In the last 13 months, the state’s Office of the Child Advocate, an independent watchdog, has released two reports criticizing DCF for what it termed systemic issues with the vast agency’s oversight of children removed from their families. (Read more here and here.)
“Given the series of heartbreaking abuse and neglect cases that can be directly related to the gross system failures identified at DCF, I simply have no confidence in the department to achieve compliance even with the lower standards,” Senate Republican President Pro Tem Len Fasano, of North Haven, testified last week.
Katz: Rejection means going back to court
Katz said she believed the deal would allow DCF to exit court supervision within one year, with one additional year of self-monitoring and reporting.
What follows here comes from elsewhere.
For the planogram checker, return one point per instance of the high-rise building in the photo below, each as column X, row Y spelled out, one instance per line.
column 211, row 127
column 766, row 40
If the legislature rejects it, she predicted, the state will be dragged back to court and found to be violating the existing agreement. Renegotiating a different plan is not under consideration.
“I can say with complete confidence that the plaintiffs would have no interest in doing that,” she told the committee. “I can state that we will be back in court for lack of compliance.”
Katz said that’s an even bigger gamble for the state to take, given that a judge might rule in ways that make even more than $800 million necessary to right-size the troubled agency.
Lustbader wouldn’t say what his team of attorneys plans to do if the deal is rejected, except to say, “We will do whatever is necessary to protect the well-being of these children. There is really not much question or debate about whether there are resource shortages that are hurting these kids.”